Giants are have been prevalent in our mythology. But here is an instance where this actually be proved to be trough according to an archeological dig in Ethiopia.
Legends of giants are prevalent. The best-known giant comes from the Old Testament—Goliath. Giants are known as Gigantes in Greek mythology and Daityas in Indian mythology. Are they just a product of the wild imagination of our ancestors, or is at the heart of every legend a grain of truth like they say? This age-old question resurfaced again when archaeologists started excavating Harlaa in eastern Ethiopia, where, according to locals, giants once lived.
Local people were for years discovering Chinese coins and old pottery. They additionally found huge building stones that were incapable of being moved by humans without modern machinery. This led to the belief that only giants could have moved them. For two years, a team of British archaeologists led by Timothy Insoll, a professor at the University of Éxeter in the U.K., have been excavating the site in search for artifacts.
Were they motivated by a hypothesis of giants and a possible revolution in archaeological knowledge? We don’t know, but the artifacts found by locals, however, were enough to attract the researchers.
Local people were extremely keen for us to solve mysteries.

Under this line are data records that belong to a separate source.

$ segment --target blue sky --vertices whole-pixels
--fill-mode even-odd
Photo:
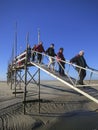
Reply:
[[[17,21],[18,53],[37,43],[37,29],[45,49],[64,48],[66,59],[81,49],[87,64],[98,69],[98,0],[0,0],[0,80],[6,79]],[[20,50],[21,48],[21,50]]]

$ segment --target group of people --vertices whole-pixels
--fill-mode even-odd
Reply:
[[[62,76],[65,76],[64,73],[64,69],[65,69],[65,63],[66,63],[66,59],[64,57],[63,48],[60,48],[58,53],[55,53],[54,50],[54,44],[52,43],[50,45],[50,47],[47,48],[47,50],[45,51],[44,47],[43,47],[43,43],[39,42],[38,45],[34,45],[33,48],[31,49],[32,54],[30,52],[30,46],[28,46],[28,57],[30,58],[30,55],[32,56],[32,61],[35,61],[35,56],[37,56],[37,60],[39,63],[42,62],[42,53],[45,53],[47,55],[49,55],[49,63],[48,63],[48,68],[49,69],[53,69],[54,70],[54,65],[55,65],[55,57],[58,61],[58,65],[59,65],[59,74]],[[36,53],[38,52],[38,53]],[[79,54],[77,54],[76,56],[74,56],[71,60],[70,60],[70,64],[75,63],[77,65],[76,70],[79,73],[79,81],[78,83],[83,85],[83,80],[86,76],[86,70],[83,68],[88,67],[86,60],[84,58],[84,51],[80,51]],[[78,66],[80,66],[81,68],[79,68]]]

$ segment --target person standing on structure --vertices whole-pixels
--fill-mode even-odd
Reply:
[[[57,53],[57,61],[59,64],[59,74],[61,76],[65,76],[64,69],[65,69],[65,61],[66,60],[65,60],[65,57],[63,55],[63,51],[64,51],[64,49],[60,48],[59,52]]]
[[[75,57],[73,57],[71,60],[70,60],[70,63],[75,63],[76,65],[80,66],[80,67],[83,67],[83,68],[79,68],[79,67],[76,67],[76,70],[78,71],[79,73],[79,80],[78,80],[78,83],[83,85],[83,80],[86,76],[86,70],[85,68],[88,67],[87,63],[86,63],[86,60],[84,58],[84,51],[81,50],[79,52],[78,55],[76,55]],[[89,68],[89,67],[88,67]]]
[[[46,50],[46,54],[49,55],[48,68],[50,69],[50,66],[52,65],[52,70],[54,70],[54,65],[55,65],[55,59],[54,59],[54,57],[56,56],[56,54],[55,54],[55,51],[54,51],[54,44],[53,43]]]

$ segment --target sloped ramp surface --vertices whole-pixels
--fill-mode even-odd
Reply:
[[[73,78],[60,76],[58,72],[49,70],[49,68],[47,68],[47,66],[43,64],[38,64],[35,62],[31,62],[31,64],[98,104],[98,90],[92,88],[91,86],[76,87],[74,86],[75,80]],[[71,81],[73,82],[73,84]]]

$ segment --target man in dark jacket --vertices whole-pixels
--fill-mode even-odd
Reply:
[[[83,57],[84,55],[84,51],[80,51],[78,55],[76,55],[75,57],[73,57],[71,60],[70,60],[70,63],[75,63],[76,65],[80,66],[80,67],[83,67],[83,68],[86,68],[88,67],[88,65],[86,64],[86,61],[85,61],[85,58]],[[86,76],[86,70],[85,69],[81,69],[81,68],[78,68],[76,67],[76,70],[78,71],[79,73],[79,81],[78,83],[83,85],[83,80]]]
[[[46,50],[46,54],[49,55],[49,64],[48,68],[50,69],[50,66],[52,65],[52,69],[54,70],[54,65],[55,65],[55,59],[54,57],[56,56],[55,51],[54,51],[54,44],[52,43],[50,47]]]
[[[41,63],[42,62],[42,53],[45,52],[42,42],[38,43],[38,45],[36,46],[36,51],[38,52],[38,54],[37,54],[38,63]]]
[[[65,73],[64,73],[64,69],[65,69],[65,58],[64,58],[64,55],[63,55],[63,48],[60,48],[59,49],[59,52],[57,53],[57,60],[58,60],[58,63],[59,63],[59,74],[61,76],[65,76]]]

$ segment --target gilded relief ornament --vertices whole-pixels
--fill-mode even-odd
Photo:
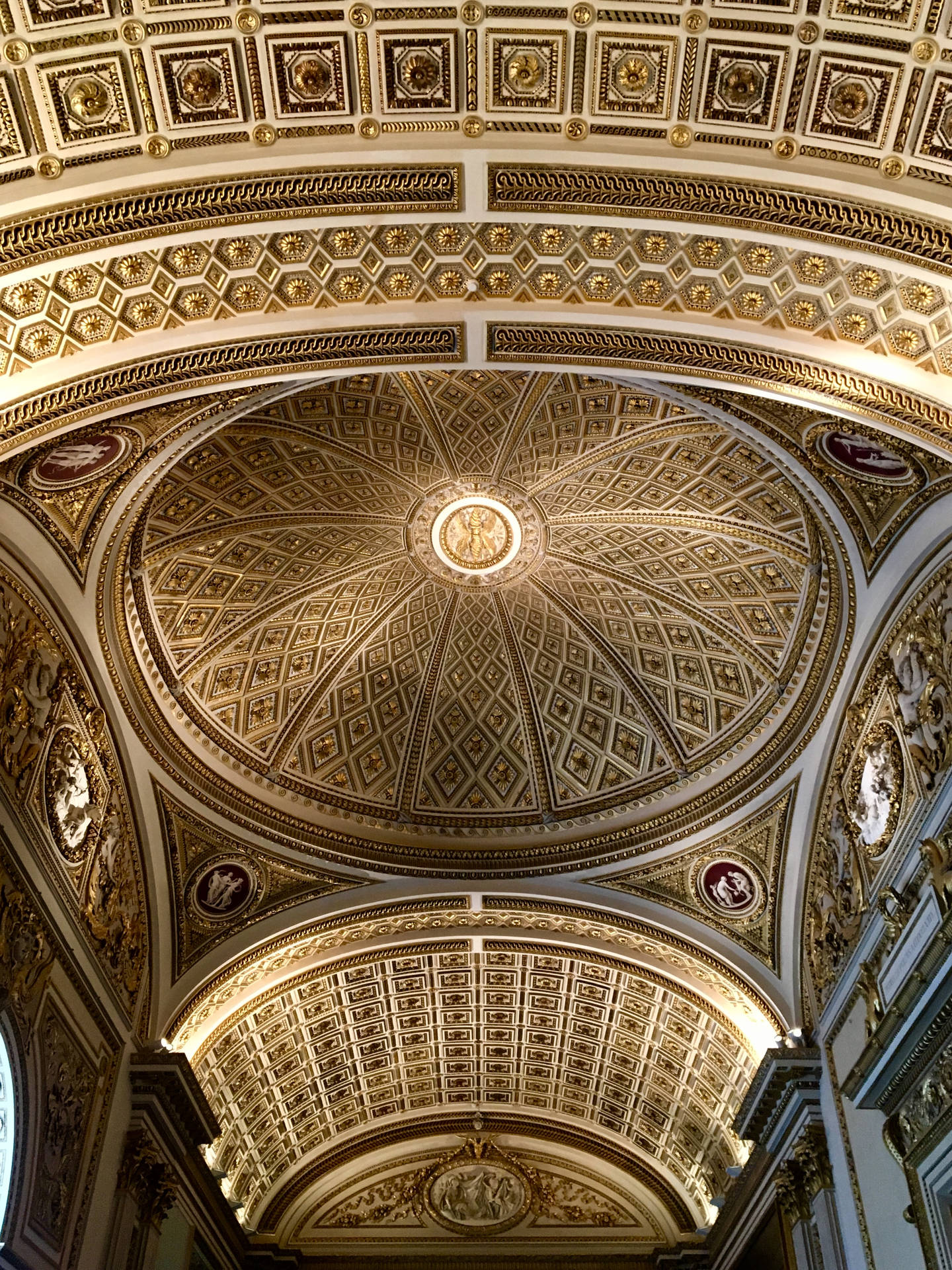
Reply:
[[[93,855],[83,916],[94,946],[129,1003],[142,979],[147,946],[136,850],[126,809],[114,792]]]
[[[494,1236],[512,1229],[533,1200],[529,1175],[493,1140],[470,1138],[420,1179],[423,1213],[454,1234]]]
[[[84,738],[60,728],[46,761],[44,799],[56,845],[70,864],[85,859],[90,831],[103,817],[102,781]]]
[[[70,85],[66,103],[80,123],[98,123],[109,112],[112,98],[102,80],[80,79]]]
[[[53,949],[42,918],[0,869],[0,1008],[9,1003],[27,1030],[52,968]]]
[[[698,861],[693,884],[702,902],[727,921],[754,918],[767,903],[767,885],[758,870],[731,857]]]
[[[0,763],[23,789],[46,743],[60,692],[61,658],[37,621],[4,588],[0,598]]]
[[[38,72],[61,145],[135,132],[119,55],[95,62],[43,62]]]
[[[565,34],[486,32],[491,110],[561,110]]]
[[[774,127],[787,51],[769,44],[708,41],[702,118]]]
[[[896,62],[844,61],[821,53],[807,131],[880,147],[902,70]]]
[[[344,36],[269,36],[265,44],[281,118],[350,113]]]
[[[859,841],[871,856],[881,856],[902,805],[902,751],[887,723],[866,735],[847,776],[847,799]]]
[[[203,865],[187,883],[189,903],[203,921],[230,921],[251,903],[260,886],[249,856],[222,856]]]
[[[456,109],[456,32],[414,38],[380,32],[377,47],[385,112]]]
[[[58,1248],[76,1199],[96,1069],[51,1003],[39,1024],[39,1052],[41,1128],[39,1149],[33,1161],[30,1220]]]
[[[232,41],[203,46],[162,46],[152,50],[162,86],[169,127],[240,122],[244,108],[237,90]]]
[[[128,437],[114,432],[70,436],[47,450],[30,469],[29,479],[42,490],[81,485],[118,466],[129,448]]]
[[[910,616],[890,658],[906,748],[929,790],[952,759],[952,584]]]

Farmers had been finding strange objects, including Chinese coins, as they were working on their land, and a legend began that the area was home to giants,” said Professor Timothy Insoll.
Unfortunately, to the sad realization of the locals, no proof of giants was found by the archeological team. Professor Timothy Insoll said, “We have obviously disproved that, but I’m not sure they fully believe us yet. Some people have said the bodies we have discovered are the children of giants.”
On the other hand, the expedition was not without some interesting discoveries. The archeologists found a 12th-century mosque, evidence of Islamic burials, and headstones. They have also found jewelry, pottery from as far as China and the Maldives, and coins from 13th-century Egypt. These finds indicate an important ancient trading city connected with the Gulf, Egypt, and India, as well as Middle Eastern cities throughout Africa.
“This discovery revolutionizes our understanding of trade in an archaeologically neglected part of Ethiopia. What we have found shows this area was the center of trade in that region,” said Professor Timothy Insoll, as reported by the BBC.